С начала Великой Отечественной войны ленинградцам не хватало официальных сообщений газет и радио. Часто горожанам не было известно о действительном положении на фронте, на подступах к городу, снабжении продовольствием, судьбе близких, детей. В течение двух месяцев после начала осады власти не извещали жителей о том, что город окружен. Мало кому и вне Ленинграда было известно о реальной ситуации в нём.
Помимо официального, строго дозированного информирования в городе существовала вездесущая молва, которая удовлетворяла не менее острую, чем в пище, потребность в новостях. Неформальные коммуникации были чрезвычайно важны, давая людям силы для работы, самосохранения. Слухи представляли собой краткие новости, которые достаточно легко воспринимались, заимствовались и передавались. Их источниками и распространителями были родные, близкие, друзья, коллеги, соседи по квартире, дому или очереди, случайные спутники в транспорте, ленинградцы, участвовавшие в оборонных работах, фронтовики, защищавшие город, беженцы, в большом количестве появившиеся в городе, работники торговли, много перемещавшиеся и осведомленные водители автотранспорта. Местом распространения слухов становилась квартира, трудовой коллектив, бомбоубежище, транспорт, многочисленные стихийные рынки, магазины, столовые, убежища, поликлиники, просто улицы и, конечно, очереди, которые, как и в довоенной жизни, были центрами неформального общения.

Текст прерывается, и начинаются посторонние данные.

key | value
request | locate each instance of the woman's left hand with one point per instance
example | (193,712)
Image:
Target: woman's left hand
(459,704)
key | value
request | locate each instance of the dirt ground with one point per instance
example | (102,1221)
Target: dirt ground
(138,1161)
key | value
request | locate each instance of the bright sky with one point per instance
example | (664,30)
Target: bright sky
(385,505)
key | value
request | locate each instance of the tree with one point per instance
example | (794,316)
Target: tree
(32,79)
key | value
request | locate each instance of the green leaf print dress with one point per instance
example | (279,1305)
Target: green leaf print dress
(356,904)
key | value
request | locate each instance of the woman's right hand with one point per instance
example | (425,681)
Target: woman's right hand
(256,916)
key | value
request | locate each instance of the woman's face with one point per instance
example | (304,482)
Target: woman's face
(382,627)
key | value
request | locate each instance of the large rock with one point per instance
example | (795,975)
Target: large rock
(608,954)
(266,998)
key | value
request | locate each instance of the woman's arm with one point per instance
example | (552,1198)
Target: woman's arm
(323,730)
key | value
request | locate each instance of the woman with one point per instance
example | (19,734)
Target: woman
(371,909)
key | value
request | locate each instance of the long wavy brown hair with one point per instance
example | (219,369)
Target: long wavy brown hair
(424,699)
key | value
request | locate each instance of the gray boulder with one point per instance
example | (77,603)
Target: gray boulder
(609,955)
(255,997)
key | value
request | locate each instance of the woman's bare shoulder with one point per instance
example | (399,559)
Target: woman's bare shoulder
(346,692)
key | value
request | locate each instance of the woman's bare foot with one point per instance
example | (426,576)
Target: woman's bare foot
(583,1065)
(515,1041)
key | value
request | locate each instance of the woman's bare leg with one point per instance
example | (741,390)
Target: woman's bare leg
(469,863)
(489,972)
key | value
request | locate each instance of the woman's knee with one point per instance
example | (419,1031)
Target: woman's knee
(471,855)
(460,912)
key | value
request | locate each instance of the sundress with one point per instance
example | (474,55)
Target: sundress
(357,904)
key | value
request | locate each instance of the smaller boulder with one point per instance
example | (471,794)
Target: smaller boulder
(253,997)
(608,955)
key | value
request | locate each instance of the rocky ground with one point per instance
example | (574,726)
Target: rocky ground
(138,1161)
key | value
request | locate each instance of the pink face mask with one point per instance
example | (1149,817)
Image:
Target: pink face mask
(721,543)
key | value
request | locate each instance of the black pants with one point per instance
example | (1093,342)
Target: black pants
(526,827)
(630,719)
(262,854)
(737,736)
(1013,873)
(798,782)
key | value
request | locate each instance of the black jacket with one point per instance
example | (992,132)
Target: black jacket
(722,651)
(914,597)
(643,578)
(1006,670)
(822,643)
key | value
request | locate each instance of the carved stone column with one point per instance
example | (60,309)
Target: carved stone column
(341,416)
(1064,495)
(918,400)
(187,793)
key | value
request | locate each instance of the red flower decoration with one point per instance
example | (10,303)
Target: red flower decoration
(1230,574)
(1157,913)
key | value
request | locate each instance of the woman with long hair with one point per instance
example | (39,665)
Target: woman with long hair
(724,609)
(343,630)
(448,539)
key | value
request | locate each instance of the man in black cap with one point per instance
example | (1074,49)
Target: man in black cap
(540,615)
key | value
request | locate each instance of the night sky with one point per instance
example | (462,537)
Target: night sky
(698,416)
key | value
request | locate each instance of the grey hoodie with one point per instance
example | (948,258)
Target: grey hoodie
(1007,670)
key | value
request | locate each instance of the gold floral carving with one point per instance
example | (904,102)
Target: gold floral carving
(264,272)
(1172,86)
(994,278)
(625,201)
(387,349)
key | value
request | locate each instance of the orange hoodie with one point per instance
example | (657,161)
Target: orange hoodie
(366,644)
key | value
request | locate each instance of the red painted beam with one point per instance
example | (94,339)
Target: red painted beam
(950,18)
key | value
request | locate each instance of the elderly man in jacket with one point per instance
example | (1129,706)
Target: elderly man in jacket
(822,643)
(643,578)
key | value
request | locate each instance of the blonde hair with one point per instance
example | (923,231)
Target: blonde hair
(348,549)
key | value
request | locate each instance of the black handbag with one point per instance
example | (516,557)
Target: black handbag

Передавая слух, человек самоутверждался, обретал статус осведомлённого обладателя недоступной другим информации. При этом распространитель слуха, как правило, ссылался на «авторитетный» источник — ОЖС («Одна Женщина Сказала»), ОМС («Один Мужчина Сказал») и ОВС («Один Военный Сказал»). Это должно было не только обезопасить рассказчика, но и убедить слушателя в истинности передаваемых сведений. Пронизанная апокалиптическими кошмарами молва пугала, обманывала, сеяла панику, но в то же время объединяла перед лицом общих трудностей, была выражением напряжённых надежд на перемены к лучшему.